Mi sembra pertinente, muovendo da questa premessa tipicamente paolina, citare quello che dice André Fossion a proposi- to del presente storico della Chiesa: «La fede cristiana si trova oggi in un generalizzato stato di inizio o di ripartenza. Chi dice “ripartenza” dice allo stesso tempo processo di morte e di rinascita. Oggi infatti assistiamo tanto alla fine di un mondo come alla fine di un certo cristianesimo. Eppure non è la fine del mondo né la fine del cristianesimo. È anzi un tempo di germinazione, con tutta la nostalgia – e anche il sollievo – che ciò può comportare per quello che muore, come pure le incertezze e la speranza per quello che nasce. Si tratta pertanto di una perdita, ma anche di reincontri in altri luoghi e in altri modi» (André Fossion, Que anúncio do Evangelho para o nosso tempo?).

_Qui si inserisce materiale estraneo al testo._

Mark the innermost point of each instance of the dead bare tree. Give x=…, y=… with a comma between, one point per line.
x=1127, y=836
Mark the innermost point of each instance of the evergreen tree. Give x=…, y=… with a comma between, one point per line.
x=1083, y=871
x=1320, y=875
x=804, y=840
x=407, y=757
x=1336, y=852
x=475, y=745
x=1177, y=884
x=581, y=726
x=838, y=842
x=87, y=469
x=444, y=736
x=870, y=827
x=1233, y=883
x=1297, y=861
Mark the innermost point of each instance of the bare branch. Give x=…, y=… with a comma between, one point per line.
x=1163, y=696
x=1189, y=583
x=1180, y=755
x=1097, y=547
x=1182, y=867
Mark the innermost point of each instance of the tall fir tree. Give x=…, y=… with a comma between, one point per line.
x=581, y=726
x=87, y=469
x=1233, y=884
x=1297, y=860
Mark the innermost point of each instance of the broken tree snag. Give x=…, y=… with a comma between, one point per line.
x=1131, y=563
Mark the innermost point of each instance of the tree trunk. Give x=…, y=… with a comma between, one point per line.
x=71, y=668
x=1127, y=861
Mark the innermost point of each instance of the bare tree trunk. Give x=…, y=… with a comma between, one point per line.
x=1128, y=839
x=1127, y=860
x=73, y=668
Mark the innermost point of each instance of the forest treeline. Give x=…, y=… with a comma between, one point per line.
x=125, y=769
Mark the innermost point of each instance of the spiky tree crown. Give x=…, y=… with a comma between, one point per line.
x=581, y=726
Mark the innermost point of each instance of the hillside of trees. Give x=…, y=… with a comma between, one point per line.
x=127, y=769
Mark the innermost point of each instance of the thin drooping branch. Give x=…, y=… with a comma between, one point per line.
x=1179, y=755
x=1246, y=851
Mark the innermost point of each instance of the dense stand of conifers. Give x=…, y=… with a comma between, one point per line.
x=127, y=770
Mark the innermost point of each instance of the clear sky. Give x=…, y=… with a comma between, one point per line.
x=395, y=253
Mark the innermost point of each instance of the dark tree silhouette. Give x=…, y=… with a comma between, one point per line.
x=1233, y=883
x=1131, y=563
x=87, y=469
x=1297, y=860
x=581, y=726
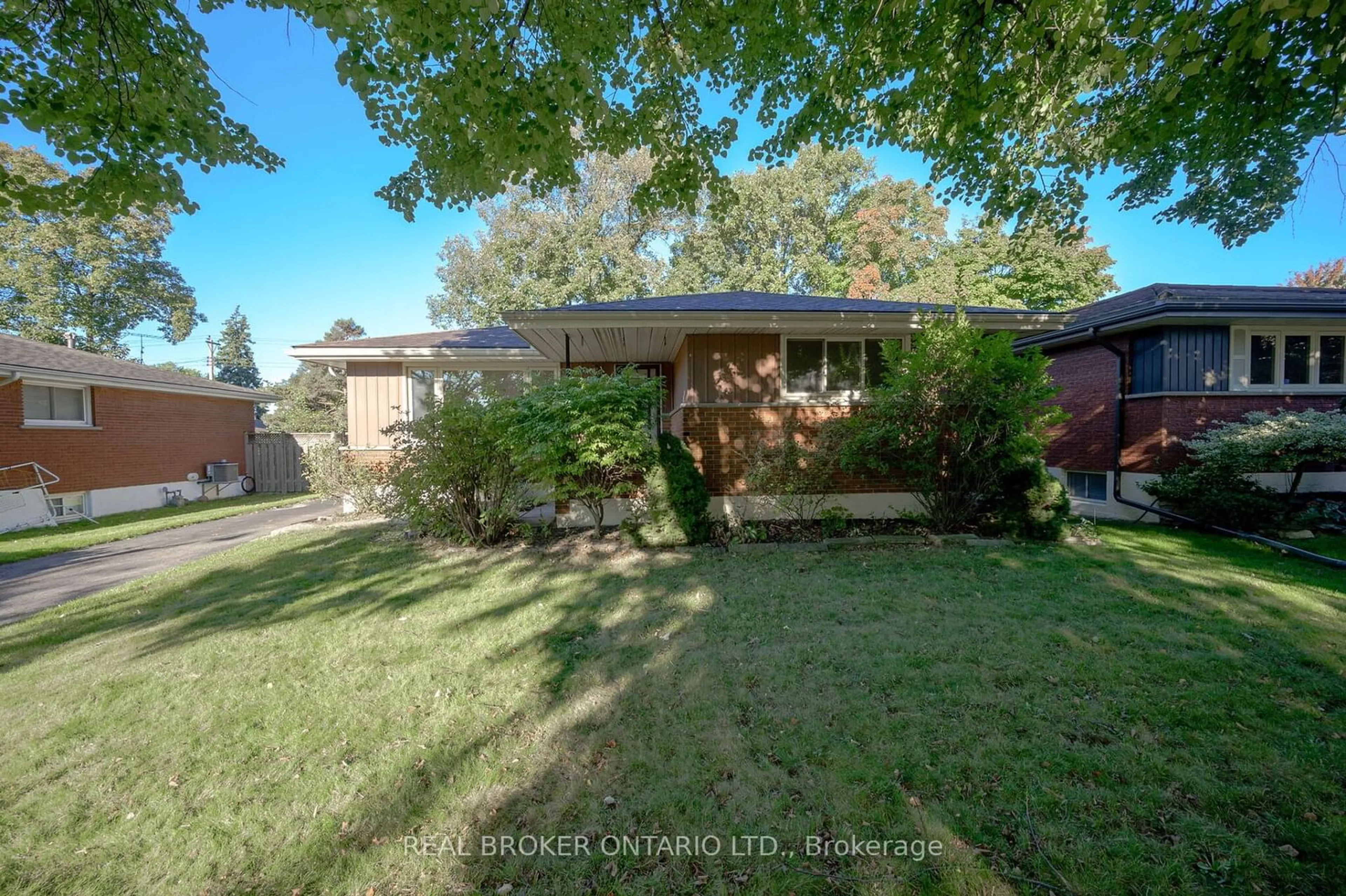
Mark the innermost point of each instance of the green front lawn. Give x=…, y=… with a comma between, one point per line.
x=1163, y=713
x=53, y=540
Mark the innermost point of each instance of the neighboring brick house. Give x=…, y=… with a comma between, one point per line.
x=735, y=366
x=119, y=435
x=1185, y=357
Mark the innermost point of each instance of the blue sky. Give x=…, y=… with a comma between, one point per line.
x=307, y=245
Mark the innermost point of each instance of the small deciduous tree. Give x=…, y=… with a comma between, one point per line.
x=176, y=368
x=955, y=416
x=1329, y=275
x=587, y=435
x=453, y=474
x=73, y=272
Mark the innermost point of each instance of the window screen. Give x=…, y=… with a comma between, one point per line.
x=1262, y=362
x=804, y=365
x=1297, y=360
x=1087, y=485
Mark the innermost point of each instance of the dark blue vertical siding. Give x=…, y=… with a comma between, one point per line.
x=1180, y=360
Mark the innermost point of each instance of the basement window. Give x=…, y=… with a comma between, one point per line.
x=67, y=508
x=48, y=406
x=1087, y=486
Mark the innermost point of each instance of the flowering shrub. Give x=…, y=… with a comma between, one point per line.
x=1216, y=486
x=1282, y=442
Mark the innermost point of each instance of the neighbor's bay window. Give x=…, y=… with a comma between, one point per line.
x=56, y=406
x=816, y=366
x=1290, y=358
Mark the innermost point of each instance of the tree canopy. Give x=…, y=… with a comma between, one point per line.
x=1209, y=107
x=825, y=224
x=176, y=368
x=314, y=398
x=1330, y=275
x=79, y=274
x=235, y=362
x=587, y=243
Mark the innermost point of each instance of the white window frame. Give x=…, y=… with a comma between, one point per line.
x=408, y=407
x=1087, y=473
x=61, y=424
x=832, y=393
x=1316, y=342
x=81, y=514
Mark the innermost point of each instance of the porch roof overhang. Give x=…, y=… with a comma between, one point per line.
x=340, y=357
x=593, y=335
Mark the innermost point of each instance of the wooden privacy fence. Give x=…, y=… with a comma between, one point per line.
x=274, y=459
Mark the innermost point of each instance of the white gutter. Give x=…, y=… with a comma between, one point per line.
x=328, y=354
x=776, y=321
x=18, y=372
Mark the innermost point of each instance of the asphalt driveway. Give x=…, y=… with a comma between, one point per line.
x=35, y=584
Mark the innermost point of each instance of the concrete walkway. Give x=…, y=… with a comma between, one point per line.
x=35, y=584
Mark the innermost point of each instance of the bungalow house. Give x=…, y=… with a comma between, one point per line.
x=735, y=366
x=1147, y=369
x=742, y=365
x=111, y=435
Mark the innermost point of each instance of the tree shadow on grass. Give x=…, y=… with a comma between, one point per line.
x=893, y=695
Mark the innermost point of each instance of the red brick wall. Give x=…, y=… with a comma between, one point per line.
x=721, y=440
x=1088, y=380
x=1155, y=426
x=142, y=438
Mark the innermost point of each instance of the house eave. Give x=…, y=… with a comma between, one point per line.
x=340, y=357
x=1182, y=313
x=811, y=321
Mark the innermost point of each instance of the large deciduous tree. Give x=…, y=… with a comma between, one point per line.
x=235, y=362
x=823, y=225
x=122, y=87
x=77, y=274
x=314, y=398
x=586, y=243
x=986, y=265
x=782, y=232
x=1211, y=107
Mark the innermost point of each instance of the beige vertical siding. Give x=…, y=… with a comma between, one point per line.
x=373, y=391
x=680, y=382
x=733, y=368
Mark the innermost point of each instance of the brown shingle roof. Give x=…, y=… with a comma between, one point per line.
x=484, y=338
x=41, y=358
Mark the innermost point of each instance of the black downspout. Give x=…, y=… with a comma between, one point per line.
x=1119, y=430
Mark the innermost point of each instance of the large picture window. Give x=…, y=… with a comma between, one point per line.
x=834, y=365
x=1296, y=358
x=427, y=385
x=56, y=406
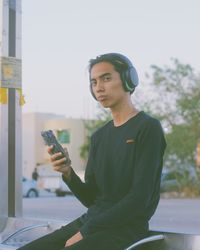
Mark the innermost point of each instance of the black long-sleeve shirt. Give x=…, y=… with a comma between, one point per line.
x=122, y=178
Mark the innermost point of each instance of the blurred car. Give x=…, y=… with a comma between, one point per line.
x=29, y=188
x=169, y=181
x=175, y=179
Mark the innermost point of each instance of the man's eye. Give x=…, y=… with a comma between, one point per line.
x=106, y=78
x=93, y=83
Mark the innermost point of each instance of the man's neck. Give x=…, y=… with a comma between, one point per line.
x=123, y=113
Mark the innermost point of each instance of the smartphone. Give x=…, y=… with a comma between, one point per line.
x=50, y=139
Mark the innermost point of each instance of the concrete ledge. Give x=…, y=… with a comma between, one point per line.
x=20, y=231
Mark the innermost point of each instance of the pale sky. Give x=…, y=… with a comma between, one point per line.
x=60, y=36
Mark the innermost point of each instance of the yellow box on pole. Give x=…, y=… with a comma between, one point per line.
x=10, y=72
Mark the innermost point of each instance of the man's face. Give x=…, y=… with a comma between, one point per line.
x=107, y=85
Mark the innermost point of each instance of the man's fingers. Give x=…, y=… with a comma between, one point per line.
x=59, y=162
x=55, y=156
x=49, y=149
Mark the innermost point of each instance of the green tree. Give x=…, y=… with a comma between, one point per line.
x=177, y=104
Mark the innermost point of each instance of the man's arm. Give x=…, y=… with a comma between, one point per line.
x=138, y=203
x=84, y=191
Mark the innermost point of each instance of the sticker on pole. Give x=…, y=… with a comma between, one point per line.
x=10, y=72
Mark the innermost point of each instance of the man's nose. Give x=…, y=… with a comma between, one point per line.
x=99, y=86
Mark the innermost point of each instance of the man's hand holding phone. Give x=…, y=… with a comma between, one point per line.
x=60, y=164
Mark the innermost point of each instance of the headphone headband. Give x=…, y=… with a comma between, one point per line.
x=123, y=65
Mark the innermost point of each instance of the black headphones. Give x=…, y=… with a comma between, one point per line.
x=127, y=71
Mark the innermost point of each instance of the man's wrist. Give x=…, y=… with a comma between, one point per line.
x=67, y=175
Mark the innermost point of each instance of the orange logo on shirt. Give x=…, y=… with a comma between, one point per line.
x=130, y=141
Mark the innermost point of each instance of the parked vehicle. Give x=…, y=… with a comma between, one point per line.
x=169, y=181
x=29, y=188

Se è questo il quadro storico del nostro cristianesimo, come favorire in esso gli inizi della fede? È una domanda che Fossion si pone e alla quale egli stesso risponde: disimparando, e ricostruendo un insieme di rappresentazioni. A cominciare dalla sfida a reimparare il significato della creazione, nucleo vitale della teologia paolina. La creazione non è il Big Bang iniziale, qualcosa che abbiamo lasciato al passato. La creazione non sta solo dietro di noi: è anche nel presente e, soprattutto, davanti a noi, nel futuro. Dio, infatti, non ha creato l’uomo. Lo crea e continuerà a crearlo. In questo senso, noi ci troviamo sempre nella situazione di essere creati e di creare: «Tutta insieme la creazione geme e soffre le doglie del parto fino a oggi» (Rm 8,22). Non siamo semplicemente testimoni di un passato. Ogni persona è chiamata a essere – e già lo è – un documento del futuro.